Advertiser library photo Jan. 3, 2001
Attorney General Earl Anzai decided that it isn't proper to take part in the review of the merger.
Advertiser library photo Jan. 3, 2001
"It's such an obvious conflict that it would be ridiculous for me to be involved," he said. "It's like being partially pregnant. It's one or the other. I'm either involved or I'm not involved."
Three reports that cover different periods of 2001 show that Hawaiian spent nearly $185,000 to lobby state lawmakers that year, and that Anzai's wife, Lyn Anzai, was paid $104,467 for lobbying work from March through December.
A Hawaiian Airlines spokesman said yesterday, however, that the company incorrectly calculated figures supplied in the lobbying expenditure report it filed with the commission on Friday. He said the correct figure for lobbying was less than $10,000 and that the company would be filing an amended report.
"There's no way Hawaiian should be at the top of the list," company spokesman Keoni Wagner said.
Hawaiian and Aloha announced in mid-December that they would seek to merge because the Sept. 11 attacks and the travel slump that followed had threatened their survival as competitors.
Lobbying a small part of job
Opponents fear a merger would leave a monopoly that produces high ticket prices, poorer service, and a loss of jobs. Gov. Ben Cayetano has announced tentative support for the plan, pending a review by Earl Anzai's deputies in the attorney general's office and by the U.S. Justice Department.
Lyn Anzai, Hawaiian Airlines' general counsel since 1997, said she also took on the role of lobbyist last year because the company and Aloha Airlines were seeking excise tax exemptions for leased aircraft, which the Legislature and governor approved. She said she has also helped lobby for the merger.
She said the $104,467 cited in the reports as payments to her reflect nearly her entire annual salary, but that she spent only a fraction of her time lobbying lawmakers on the excise tax or the merger.
"This is unbelievable for the amount of time I spend at the Legislature," she said. "I don't know how they came up with this number. This is greatly distorted, because I'm not spending that much of my time as a lobbyist."
Practice of stepping aside
Earl Anzai has had to refrain from other state legal work in the past because of his wife's occupation.

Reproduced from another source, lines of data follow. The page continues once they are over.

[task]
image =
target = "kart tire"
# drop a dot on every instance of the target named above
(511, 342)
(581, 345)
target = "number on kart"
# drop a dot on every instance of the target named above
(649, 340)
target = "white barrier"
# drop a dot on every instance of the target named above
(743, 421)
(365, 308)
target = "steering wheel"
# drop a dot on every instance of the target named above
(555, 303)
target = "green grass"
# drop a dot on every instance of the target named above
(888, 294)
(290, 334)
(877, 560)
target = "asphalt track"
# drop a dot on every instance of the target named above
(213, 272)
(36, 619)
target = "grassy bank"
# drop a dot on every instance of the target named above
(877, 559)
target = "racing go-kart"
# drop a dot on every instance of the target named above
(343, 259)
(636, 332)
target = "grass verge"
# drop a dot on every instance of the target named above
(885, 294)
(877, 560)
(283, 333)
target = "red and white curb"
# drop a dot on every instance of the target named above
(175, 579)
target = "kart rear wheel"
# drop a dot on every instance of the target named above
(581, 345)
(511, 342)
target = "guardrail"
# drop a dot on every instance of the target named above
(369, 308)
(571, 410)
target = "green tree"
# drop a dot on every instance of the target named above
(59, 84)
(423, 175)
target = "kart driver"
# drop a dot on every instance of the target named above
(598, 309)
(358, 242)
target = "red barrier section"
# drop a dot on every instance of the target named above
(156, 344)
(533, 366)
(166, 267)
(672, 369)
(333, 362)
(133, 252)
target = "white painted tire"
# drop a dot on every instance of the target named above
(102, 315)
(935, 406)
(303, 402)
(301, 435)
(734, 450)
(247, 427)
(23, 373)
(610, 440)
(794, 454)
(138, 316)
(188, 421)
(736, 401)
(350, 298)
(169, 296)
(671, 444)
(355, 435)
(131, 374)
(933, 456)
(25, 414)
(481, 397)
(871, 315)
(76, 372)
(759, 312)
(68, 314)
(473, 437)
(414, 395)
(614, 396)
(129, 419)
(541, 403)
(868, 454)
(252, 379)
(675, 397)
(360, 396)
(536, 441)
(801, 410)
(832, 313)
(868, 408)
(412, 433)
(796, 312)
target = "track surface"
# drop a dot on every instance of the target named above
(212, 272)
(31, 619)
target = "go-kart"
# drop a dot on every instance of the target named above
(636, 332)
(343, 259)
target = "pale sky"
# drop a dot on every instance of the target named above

When Cayetano appointed him in 1999, Anzai briefly recused himself from matters related to the Bishop Estate because Lyn Anzai had worked there as an attorney and the couple's children worked as clerks at a law firm that represented the estate.
The Hawai'i Supreme Court's Office of Disciplinary Counsel and the Ethics Commission later found no conflict of interest in that situation.
In documents filed with the Ethics Commission, Aloha Airlines reported spending no money on lobbyists last year. But Hawaiian Airlines also donated $20,000 last year to a foundation that is restoring Washington Place, the official residence of the state's governors, records show.
Sen. Sam Slom, R-8th (Wai'alae Iki, Hawai'i Kai), said the attorney general's office should have clearly indicated during a Senate hearing on the merger last month that Earl Anzai had recused himself from the review.
"It makes it neater and cleaner, and then you don't have to worry about whether there's a problem," said Slom, who opposes the merger. "I think the most unfortunate part is if the attorney general recuses himself, he doesn't have the ability to look at the proposed merger in detail. But the issue fails on its merits regardless of how much they spend lobbying and who they've got on their payroll."
Impartial review anticipated
Earl Anzai said Deputy Attorney General Thomas Keller will supervise the review, and a spokeswoman said Cayetano is satisfied with that arrangement.
"The attorney general has recused himself from any matter regarding the Hawaiian and Aloha airlines merger and the governor is confident that state attorneys will conduct an impartial review of this merger," said Kim Murakawa, the governor's press secretary. "He does support the merger at this point, based on the information he's been provided about their economic situation."
On Thursday, when the lobbyist expenditure statements were due, more than 140 groups reported spending a total of $919,132 lobbying between May and December.
The biggest spender that filed on time was the Western States Petroleum Association, which spent more than $111,000 during that period and is fighting legislative attempts to regulate the price of gasoline.